Raw foods contain enzymes which aid in digestion and many of the body’s metabolic processes important to our health. When we cook or process food these enzymes are broken down and do not work as efficient or effectively. It is thought that the breakdown of these enzymes lead to toxicity in the body and thus to chronic diseases. Cooking meat creates toxins (heterocyclic amines to be accurate) which are thought to increase the risk of cancer. In addition raw foods are noted to have higher nutritional values then cooked foods and to contain bacteria which are thought to aid our immune system.

In my research on this diet I found out that cooking meat below 100 C creates ‘negligible amounts’ of these toxins and microwaving meat before cooking may reduce them by up to 90%. For now, I will stick to those alternative cooking methods (with the addition of dehydration methods) and enjoy raw fish (another excuse to eat sushi and sashimi), and continue to eat my usual organic raw fruits, vegetables, nuts, seeds and reduce my sugar intake. But a complete switch to this diet takes dedication that even my obsessive compulsive dietary behaviours finds demanding.

Of course I am all for a lifestyle diet that truly offers health benefits – particularly those that claim to reduce cancer risks – and there are many amazing stories about curing chronic diseases and weight loss (important for preventing diseases). My only concern with any diet becoming main stream or the next buzz word is that people might jump on the ban wagon before knowing all the facts of such a diet. This diet is by no means as simple as the word may imply and requires a great amount of research and dedication to ensure it is properly followed so as to not actually enhance potential damage to the body.

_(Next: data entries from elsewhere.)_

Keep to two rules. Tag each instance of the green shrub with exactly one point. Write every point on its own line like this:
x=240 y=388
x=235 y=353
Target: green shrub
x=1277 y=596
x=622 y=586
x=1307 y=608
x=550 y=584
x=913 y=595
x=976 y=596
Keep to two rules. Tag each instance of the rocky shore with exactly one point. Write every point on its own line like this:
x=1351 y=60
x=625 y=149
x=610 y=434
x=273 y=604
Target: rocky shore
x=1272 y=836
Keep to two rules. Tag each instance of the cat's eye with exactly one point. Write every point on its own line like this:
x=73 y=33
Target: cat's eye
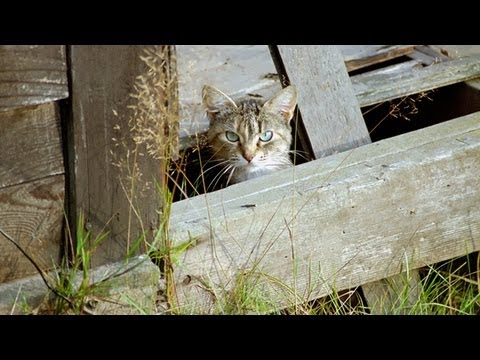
x=231 y=136
x=266 y=136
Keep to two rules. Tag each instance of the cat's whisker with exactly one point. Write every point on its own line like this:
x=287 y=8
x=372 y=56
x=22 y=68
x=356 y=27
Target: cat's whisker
x=303 y=154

For instance it should be know that some so called raw foods do need to be heated at a certain temperature to kill bacteria or parasites which can lead to life threatening food borne pathogens – in this case high temperatures are usually required. Or that a lack of certain nutrients can lead to a loss in bone density or reproductive problems (potentially a lack of B12, copper, iron and zinc and protein).

If you are interested in this diet I would suggest doing your homework first and consider gradually changing into this diet so as to avoid experiencing the detoxification effects such as headaches and nausea mainly from the withdrawal of sugar and caffeine in your system.